Yinon Yahel (; born August 26, 1978), is an Israeli multi-instrumentalist, music producer, DJ, and remixer. He produced the Israeli 'Song of the Year' in 2015 and 2017 and was awarded 'Arranger of the Year' in 2015.

Career

1993–1996: Eman
Yahel began his career at the age of 14 as the keyboardist for the Israeli teen rock group Eman, which in 1993 became the youngest group to sign a major record deal in Israel.

Club DJ career
Following the breakup of Eman, Yahel focused his attention toward the electronic music scene and began to perform live at dance clubs.

2002–2005 Beginning of collaboration with Offer Nissim and Maya
In 2002, Yahel met Maya Simantov, also known as "Maya", and they began working together. After introducing Maya to world-renowned Israeli DJ Offer Nissim, the trio embarked on a collaboration. In 2005, they released their debut album, First Time (DJ Offer Nissim ft. Maya), on Star 69 Records.

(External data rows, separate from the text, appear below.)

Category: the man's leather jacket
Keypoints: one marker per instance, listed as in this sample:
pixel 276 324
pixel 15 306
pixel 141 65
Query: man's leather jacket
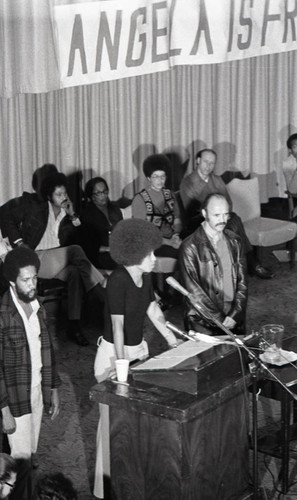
pixel 202 276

The international release proved a major success. Three singles from the album made their way up the Billboard Dance/Club Play chart, including "First Time" (top 10), "Searching" (top 20), and "That's the Way I Like It" (top 20). In the following years, the trio released several more albums: Searching, Forever Tel Aviv, Happy People: Summer Edition, Pride All Over, and Over You.

2006–2008 Official remixes for Kristine W, Deborah Cox, and Beyoncé
By 2006, Yahel had expanded his reach globally throughout the dance community and began receiving remix assignments for established artists. During this period, together with Offer Nissim, he released several official remix hits such as Kristine W's "Wonder of It All", Deborah Cooper's "Love You All Over", Amuka's "I Want More", and Deborah Cox's "Easy as Life". The two also officially remixed Beyoncé's "One Night Only" and "Deja Vu", and Suzanne Palmer's "Home" and "Fascinated", which subsequently reached Top 10 in the US.

In 2008, Yahel released the first single under his own name, "Shine", which was co-written with Canadian singer Jesse LaBelle. LaBelle was also the vocalist on the track, which topped the official dance music chart in Mexico.

2008–2009 MTV's Making the Band and work for Madonna, Jennifer Lopez, and P. Diddy
Later in 2008, Yahel teamed up with singer-songwriter and multi-platinum music producer Marcus Vest, better known by his stage name Channel 7, to collaborate as music producers on P. Diddy's MTV reality show Making the Band 4. During the show, the two produced singles for major R&B artists Danity Kane, a female music group, and Donnie Klang, the show's eventual winner. Together with Klang and R&B rising star Jason Derulo, Yahel and Channel 7 wrote and produced the song "Dr Love", which later appeared on the original soundtrack of the motion picture Aliens in the Attic. Through this period of time, Yahel also remixed and produced songs for Madonna, Jennifer Lopez, Cassie, and P. Diddy.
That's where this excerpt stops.